Re: [PoC] Improve dead tuple storage for lazy vacuum

From: John Naylor <john(dot)naylor(at)enterprisedb(dot)com>
To: Nathan Bossart <nathandbossart(at)gmail(dot)com>
Cc: Masahiko Sawada <sawada(dot)mshk(at)gmail(dot)com>, Andres Freund <andres(at)anarazel(dot)de>, Matthias van de Meent <boekewurm+postgres(at)gmail(dot)com>, Yura Sokolov <y(dot)sokolov(at)postgrespro(dot)ru>, PostgreSQL-development <pgsql-hackers(at)postgresql(dot)org>
Subject: Re: [PoC] Improve dead tuple storage for lazy vacuum
Date: 2022-09-22 15:11:18
Message-ID: CAFBsxsF6OT+4Hkjm3J1+qtE_OuegWO3D-UQ5hO0krTTrRZ=8hw@mail.gmail.com
Views: Raw Message | Whole Thread | Download mbox | Resend email
Thread:
Lists: pgsql-hackers

On Thu, Sep 22, 2022 at 11:46 AM John Naylor <john(dot)naylor(at)enterprisedb(dot)com>
wrote:
> One thing I want to try soon is storing fewer than 16/32 etc entries, so
that the whole node fits comfortably inside a power-of-two allocation.

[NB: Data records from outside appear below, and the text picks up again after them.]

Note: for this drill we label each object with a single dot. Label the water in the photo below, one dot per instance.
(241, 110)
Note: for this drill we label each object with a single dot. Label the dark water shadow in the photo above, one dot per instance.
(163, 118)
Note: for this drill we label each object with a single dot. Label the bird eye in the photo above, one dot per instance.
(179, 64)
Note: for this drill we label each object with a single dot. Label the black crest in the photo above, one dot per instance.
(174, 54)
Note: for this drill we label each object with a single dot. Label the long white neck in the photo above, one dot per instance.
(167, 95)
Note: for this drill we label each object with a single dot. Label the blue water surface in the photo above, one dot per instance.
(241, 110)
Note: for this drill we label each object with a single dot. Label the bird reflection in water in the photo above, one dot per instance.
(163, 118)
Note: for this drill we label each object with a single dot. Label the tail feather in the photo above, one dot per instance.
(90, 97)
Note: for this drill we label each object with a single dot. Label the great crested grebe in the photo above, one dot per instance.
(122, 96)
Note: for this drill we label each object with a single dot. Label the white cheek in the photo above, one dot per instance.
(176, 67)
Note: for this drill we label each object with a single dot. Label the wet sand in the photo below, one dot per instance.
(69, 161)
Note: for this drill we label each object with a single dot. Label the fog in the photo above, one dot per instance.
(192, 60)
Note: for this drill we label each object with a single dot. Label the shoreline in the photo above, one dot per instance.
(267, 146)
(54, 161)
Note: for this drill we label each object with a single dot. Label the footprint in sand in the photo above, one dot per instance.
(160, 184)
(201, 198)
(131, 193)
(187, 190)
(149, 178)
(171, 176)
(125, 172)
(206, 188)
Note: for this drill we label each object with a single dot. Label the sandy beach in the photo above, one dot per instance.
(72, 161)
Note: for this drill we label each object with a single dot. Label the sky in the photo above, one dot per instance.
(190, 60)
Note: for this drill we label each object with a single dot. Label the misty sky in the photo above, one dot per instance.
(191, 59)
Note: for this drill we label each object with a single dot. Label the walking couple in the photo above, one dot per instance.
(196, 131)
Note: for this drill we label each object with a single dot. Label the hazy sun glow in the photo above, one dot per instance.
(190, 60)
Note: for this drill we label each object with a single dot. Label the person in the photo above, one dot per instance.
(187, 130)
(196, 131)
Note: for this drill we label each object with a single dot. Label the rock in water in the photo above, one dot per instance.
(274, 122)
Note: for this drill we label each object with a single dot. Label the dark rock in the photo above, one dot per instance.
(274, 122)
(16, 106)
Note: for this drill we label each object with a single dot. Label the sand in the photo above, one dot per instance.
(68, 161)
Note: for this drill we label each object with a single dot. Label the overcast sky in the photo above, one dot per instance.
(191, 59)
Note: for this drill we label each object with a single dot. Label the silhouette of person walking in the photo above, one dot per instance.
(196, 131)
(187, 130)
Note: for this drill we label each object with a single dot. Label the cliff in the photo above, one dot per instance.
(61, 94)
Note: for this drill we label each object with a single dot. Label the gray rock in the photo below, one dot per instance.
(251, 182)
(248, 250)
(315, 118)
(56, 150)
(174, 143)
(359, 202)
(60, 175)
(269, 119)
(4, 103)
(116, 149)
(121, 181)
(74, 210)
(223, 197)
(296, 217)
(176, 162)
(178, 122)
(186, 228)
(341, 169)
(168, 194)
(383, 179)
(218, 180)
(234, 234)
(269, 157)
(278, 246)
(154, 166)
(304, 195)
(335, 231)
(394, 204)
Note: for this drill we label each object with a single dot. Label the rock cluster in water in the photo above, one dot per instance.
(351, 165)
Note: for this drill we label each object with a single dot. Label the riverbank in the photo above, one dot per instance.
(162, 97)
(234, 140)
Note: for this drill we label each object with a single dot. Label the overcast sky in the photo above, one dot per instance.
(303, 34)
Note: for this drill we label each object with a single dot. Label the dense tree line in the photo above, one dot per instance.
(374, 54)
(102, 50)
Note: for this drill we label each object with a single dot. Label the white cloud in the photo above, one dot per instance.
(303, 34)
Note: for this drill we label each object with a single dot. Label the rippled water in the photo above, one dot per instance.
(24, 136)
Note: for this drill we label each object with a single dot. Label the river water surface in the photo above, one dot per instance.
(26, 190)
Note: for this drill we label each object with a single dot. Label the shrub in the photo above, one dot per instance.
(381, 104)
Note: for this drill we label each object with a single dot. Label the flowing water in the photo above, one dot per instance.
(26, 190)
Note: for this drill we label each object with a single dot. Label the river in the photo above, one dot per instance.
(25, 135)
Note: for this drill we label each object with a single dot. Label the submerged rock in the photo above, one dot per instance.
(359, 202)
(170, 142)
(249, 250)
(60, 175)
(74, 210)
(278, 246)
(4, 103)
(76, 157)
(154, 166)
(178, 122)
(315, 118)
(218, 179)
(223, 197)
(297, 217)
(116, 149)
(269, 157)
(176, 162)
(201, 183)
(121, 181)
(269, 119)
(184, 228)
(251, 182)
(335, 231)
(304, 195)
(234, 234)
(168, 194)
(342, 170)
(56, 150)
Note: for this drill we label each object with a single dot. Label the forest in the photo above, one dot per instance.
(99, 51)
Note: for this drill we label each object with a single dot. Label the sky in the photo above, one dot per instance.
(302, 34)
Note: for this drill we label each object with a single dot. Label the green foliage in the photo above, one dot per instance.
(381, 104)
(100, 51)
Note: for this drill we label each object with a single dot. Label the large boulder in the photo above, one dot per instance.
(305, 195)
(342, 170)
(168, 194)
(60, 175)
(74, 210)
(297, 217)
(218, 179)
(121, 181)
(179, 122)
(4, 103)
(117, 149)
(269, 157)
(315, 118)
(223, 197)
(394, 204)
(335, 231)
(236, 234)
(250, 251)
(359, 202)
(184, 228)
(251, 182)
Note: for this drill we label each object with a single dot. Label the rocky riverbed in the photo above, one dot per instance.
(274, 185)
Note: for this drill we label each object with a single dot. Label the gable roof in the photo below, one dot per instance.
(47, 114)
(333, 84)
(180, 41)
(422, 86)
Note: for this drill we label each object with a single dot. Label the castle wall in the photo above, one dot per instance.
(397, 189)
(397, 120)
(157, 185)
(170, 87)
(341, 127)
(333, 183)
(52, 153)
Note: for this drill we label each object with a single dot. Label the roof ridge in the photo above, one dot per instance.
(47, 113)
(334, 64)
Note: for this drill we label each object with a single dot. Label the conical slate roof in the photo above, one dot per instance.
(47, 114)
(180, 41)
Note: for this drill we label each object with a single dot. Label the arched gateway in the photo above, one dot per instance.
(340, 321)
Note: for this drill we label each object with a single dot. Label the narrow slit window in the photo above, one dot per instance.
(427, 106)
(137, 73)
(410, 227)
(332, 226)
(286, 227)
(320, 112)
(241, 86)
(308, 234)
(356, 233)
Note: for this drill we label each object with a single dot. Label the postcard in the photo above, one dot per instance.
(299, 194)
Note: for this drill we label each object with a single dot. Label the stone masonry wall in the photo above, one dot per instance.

That
would allow us to use aset without wasting space for the smaller nodes,
which would be faster and possibly would solve the fragmentation problem
Andres referred to in

>
https://www.postgresql.org/message-id/20220704220038.at2ane5xkymzzssb%40awork3.anarazel.de

While calculating node sizes that fit within a power-of-two size, I noticed
the current base node is a bit wasteful, taking up 8 bytes. The node kind
only has a small number of values, so it doesn't really make sense to use
an enum here in the struct (in fact, Andres' prototype used a uint8 for
node_kind). We could use a bitfield for the count and kind:

uint16 -- kind and count bitfield
uint8 shift;
uint8 chunk;

That's only 4 bytes. Plus, if the kind is ever encoded in a pointer tag,
the bitfield can just go back to being count only.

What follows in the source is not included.